Like some of its fashions, "Sex And The City 2" wears its faux feminism well,
although there is one line from Miranda (Cynthia Nixon) that is true: "Men in
the U.S. would like to see women eating French fries under a veil." Each
time the film tries to mine in deeper terrain with lines and/or episodes like
that, it climbs away and escapes to a safety zone, afraid of its potential to
shake itself up and go the extra mile.
Not undone by any stretch, "Sex And The City 2" has many resolute and admirable
defenders, including a select few passionately supporting "Sex".

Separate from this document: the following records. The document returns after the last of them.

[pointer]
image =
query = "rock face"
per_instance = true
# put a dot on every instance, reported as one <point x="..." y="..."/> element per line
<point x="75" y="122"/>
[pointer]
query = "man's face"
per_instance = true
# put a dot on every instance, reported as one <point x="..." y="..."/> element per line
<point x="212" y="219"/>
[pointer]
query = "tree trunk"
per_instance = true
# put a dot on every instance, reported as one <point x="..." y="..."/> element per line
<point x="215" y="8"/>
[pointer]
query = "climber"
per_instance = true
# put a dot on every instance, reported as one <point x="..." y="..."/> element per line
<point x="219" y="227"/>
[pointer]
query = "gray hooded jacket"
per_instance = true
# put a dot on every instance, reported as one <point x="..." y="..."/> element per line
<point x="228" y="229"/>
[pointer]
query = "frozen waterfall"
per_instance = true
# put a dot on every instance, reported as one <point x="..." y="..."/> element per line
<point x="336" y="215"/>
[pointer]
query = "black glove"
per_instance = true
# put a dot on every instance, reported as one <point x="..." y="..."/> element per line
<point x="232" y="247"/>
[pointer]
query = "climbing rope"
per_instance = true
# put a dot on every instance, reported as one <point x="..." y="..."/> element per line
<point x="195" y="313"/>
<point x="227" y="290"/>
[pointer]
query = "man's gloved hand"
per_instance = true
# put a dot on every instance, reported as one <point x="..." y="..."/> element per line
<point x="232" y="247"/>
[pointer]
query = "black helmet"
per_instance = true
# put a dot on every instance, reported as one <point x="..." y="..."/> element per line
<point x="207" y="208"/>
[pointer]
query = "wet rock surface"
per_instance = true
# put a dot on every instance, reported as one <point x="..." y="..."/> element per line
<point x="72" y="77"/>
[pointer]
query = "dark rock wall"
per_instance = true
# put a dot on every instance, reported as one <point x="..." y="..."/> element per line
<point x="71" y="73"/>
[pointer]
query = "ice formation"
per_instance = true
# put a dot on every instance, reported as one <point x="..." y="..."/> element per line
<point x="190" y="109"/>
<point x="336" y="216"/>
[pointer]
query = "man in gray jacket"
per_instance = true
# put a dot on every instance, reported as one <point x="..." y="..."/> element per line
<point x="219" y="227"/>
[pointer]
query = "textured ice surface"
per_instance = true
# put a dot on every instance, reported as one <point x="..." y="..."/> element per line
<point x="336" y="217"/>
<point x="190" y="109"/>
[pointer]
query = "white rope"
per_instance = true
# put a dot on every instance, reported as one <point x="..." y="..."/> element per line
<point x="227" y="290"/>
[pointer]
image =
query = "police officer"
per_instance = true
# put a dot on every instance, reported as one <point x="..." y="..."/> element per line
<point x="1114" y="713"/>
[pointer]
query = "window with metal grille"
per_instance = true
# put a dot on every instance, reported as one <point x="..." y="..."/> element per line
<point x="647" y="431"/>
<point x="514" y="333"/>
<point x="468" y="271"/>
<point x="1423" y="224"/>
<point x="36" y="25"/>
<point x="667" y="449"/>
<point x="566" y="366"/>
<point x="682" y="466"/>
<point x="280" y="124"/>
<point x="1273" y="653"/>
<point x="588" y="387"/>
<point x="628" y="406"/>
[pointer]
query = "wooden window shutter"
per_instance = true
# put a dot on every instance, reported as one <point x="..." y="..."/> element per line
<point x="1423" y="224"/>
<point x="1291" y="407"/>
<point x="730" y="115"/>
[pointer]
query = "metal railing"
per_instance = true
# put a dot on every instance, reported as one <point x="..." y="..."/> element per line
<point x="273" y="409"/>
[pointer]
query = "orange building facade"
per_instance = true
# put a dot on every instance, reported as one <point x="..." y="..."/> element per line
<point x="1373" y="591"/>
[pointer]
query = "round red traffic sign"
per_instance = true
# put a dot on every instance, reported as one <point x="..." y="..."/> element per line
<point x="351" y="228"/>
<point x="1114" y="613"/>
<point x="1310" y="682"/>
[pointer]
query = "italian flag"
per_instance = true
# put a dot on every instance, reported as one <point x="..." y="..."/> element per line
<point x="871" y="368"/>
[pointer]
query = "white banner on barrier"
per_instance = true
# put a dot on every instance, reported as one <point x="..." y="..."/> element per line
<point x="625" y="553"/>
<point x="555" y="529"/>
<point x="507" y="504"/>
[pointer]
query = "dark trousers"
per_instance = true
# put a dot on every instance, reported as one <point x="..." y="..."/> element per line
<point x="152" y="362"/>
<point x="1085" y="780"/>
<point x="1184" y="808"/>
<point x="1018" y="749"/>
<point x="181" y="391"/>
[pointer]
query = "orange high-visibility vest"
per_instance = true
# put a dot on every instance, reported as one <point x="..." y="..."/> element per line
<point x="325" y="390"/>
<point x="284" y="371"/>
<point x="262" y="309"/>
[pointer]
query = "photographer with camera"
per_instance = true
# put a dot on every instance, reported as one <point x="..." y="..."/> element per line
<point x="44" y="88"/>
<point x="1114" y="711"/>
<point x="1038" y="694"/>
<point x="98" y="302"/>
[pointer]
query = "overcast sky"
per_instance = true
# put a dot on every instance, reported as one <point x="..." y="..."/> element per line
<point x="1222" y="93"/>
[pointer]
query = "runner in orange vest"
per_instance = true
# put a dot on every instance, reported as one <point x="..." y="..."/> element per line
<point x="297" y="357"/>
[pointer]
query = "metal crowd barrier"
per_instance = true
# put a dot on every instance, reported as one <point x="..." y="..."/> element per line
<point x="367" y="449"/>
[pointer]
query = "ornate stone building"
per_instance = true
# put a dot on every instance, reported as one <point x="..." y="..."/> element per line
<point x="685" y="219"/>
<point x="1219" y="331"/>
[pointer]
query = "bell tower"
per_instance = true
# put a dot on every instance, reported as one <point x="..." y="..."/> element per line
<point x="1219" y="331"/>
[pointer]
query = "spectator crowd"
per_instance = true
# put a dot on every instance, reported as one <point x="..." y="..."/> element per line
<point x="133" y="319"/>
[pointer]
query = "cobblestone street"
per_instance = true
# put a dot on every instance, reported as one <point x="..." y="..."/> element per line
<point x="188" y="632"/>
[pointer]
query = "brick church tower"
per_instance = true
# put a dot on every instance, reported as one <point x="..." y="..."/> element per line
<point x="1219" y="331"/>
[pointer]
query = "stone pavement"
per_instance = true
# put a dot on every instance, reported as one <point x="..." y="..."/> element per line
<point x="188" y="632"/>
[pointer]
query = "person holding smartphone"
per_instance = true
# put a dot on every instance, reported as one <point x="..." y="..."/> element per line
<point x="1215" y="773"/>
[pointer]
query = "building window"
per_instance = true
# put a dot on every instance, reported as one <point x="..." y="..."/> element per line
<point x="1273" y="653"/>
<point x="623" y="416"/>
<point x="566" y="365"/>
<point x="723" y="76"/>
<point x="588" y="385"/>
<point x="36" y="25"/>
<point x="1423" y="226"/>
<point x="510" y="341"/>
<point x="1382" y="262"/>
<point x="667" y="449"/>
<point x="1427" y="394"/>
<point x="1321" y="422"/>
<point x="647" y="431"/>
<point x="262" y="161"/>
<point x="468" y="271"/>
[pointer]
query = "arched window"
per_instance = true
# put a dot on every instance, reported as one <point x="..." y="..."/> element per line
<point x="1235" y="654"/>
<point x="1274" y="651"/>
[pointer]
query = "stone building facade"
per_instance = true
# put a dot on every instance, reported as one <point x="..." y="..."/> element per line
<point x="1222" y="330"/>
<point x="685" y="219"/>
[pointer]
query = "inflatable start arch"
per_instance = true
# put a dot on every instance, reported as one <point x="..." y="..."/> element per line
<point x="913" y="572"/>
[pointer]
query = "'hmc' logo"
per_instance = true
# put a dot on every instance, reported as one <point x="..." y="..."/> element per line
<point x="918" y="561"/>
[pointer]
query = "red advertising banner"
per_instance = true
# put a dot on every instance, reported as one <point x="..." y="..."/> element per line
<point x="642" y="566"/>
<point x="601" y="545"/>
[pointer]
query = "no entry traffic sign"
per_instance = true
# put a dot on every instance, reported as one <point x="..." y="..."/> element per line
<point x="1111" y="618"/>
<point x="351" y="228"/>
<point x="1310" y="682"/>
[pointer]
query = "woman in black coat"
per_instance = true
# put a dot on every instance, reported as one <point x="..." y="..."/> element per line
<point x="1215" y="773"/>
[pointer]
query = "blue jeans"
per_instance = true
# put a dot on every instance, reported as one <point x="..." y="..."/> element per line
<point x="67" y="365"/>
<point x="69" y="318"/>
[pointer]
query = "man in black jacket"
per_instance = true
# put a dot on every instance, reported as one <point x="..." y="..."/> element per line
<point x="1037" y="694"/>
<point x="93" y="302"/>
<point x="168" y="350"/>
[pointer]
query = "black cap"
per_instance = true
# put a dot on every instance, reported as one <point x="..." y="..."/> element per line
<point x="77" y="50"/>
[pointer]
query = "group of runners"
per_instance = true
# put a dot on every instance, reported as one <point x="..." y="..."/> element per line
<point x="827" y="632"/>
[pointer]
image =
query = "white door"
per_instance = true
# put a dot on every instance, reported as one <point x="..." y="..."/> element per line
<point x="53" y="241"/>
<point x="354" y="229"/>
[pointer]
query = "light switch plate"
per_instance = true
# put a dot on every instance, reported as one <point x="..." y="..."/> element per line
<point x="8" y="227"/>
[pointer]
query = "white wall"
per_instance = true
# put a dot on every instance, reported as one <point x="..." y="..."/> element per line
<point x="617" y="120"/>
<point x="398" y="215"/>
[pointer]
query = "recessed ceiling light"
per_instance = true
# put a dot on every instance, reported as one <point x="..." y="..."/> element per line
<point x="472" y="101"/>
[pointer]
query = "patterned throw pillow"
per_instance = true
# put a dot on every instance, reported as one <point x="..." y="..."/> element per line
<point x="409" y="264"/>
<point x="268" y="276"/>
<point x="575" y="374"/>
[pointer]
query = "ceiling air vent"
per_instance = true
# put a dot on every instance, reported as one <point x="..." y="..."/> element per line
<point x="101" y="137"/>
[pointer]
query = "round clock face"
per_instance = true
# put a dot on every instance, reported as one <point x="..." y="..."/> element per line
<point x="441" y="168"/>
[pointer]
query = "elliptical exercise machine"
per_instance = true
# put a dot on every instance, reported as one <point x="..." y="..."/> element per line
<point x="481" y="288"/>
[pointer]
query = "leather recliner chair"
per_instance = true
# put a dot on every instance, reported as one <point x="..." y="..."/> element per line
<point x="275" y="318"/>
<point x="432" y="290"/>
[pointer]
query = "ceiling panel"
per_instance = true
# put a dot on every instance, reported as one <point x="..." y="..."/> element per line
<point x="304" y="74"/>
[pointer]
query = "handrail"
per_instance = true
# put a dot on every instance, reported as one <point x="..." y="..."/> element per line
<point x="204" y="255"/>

Melissa Silverstein of the blog Women and Hollywood
cited poor word of mouth among women and the film's release on a holiday weekend
as big casualties for "Sex And The City 2" and its relatively lukewarm showing,
although it is worth noting, as Ms. Silverstein does, that the male-oriented
"Prince Of Persia" floundered in its opening last weekend. Still, more
women spent time taking their children to see "Shrek
Forever After (3D)" over the Memorial Day weekend than viewed "Sex And The
City 2", and during the weekend showing I attended with my fiancée I observed
two walkouts -- both women -- who never returned.
Comedian
Billy Eichner hilariously trumpeted his love for the four Manhattan ladies
in the new film, doing an ambush-style man-on-the-street bit. There are
many others who support the film, adore it, in addition to many gays and a
sizable number of young women. Perhaps New Line (now subsumed by Warner
Brothers) could have consulted Mr. Eichner for marketing advice.
The showing that we saw (in a half-empty theater
that had 29 showings of the film in a
24-hour period) last Saturday night was populated mainly by female
20-somethings dressed as their on screen material idols, the way Star Wars fan boys dress like
Darth and Luke.
When Carrie kisses an ex-boyfriend, one of these women cheered loudly,
applauding with all the gusto of a Lottery winner.
Do young women really believe that self-absorbed materialism and consumerism in
an economy like this or at anytime is something to look up to and idolize?
(Young men who champion "belt-notching" jock whores, toilet-humored knuckleheads
or gun-toting "gangsta" rappers also shouldn't possibly expect to think that
idolizing such objectionable figures is honorable, either.)
Lest anyone believe "Sex And The City 2" is being unfairly piled on, there have
been three other
horrendously awful films this year, both in content and formula, that have been
flogged with as much vigor and alacrity as Mr. King's film has.
"Cop Out", a lazy, pathetic, mish-mash of unfunny rehearsal sketches
gone off the deep end,
featured Tracy Morgan doing some of his best minstrel show imitations.
"Our Family Wedding" was a non-stop caricature
and cartoon trying hard to maneuver into
minstrel show territory. "The Bounty Hunter"
was sickening and degrading enough and disturbing all the more because it was
written by a woman. There are many things in that last film that are as
bad or insulting as what lurks in Mr. King's movie and its empty-headed,
me-and-only-me it-girls.
I'd say unequivocally that "Sex And The City 2" as an experience is not nearly
as uncomfortable or deplorable as Ted Danson's blackface horror with Whoopi
Goldberg at the Friars Club
in New York City in 1993, but it's a film that limbos below the bar to new
and unchartered depths for gal-pal comedies. While last year's smash hit
"The Hangover" was no paragon of perfection, it
was sublimely entertaining and hilariously out of control, making repeat viewers
of both sexes. A sequel is on the way next Memorial Day. And like
the next SATC, the jury will be out.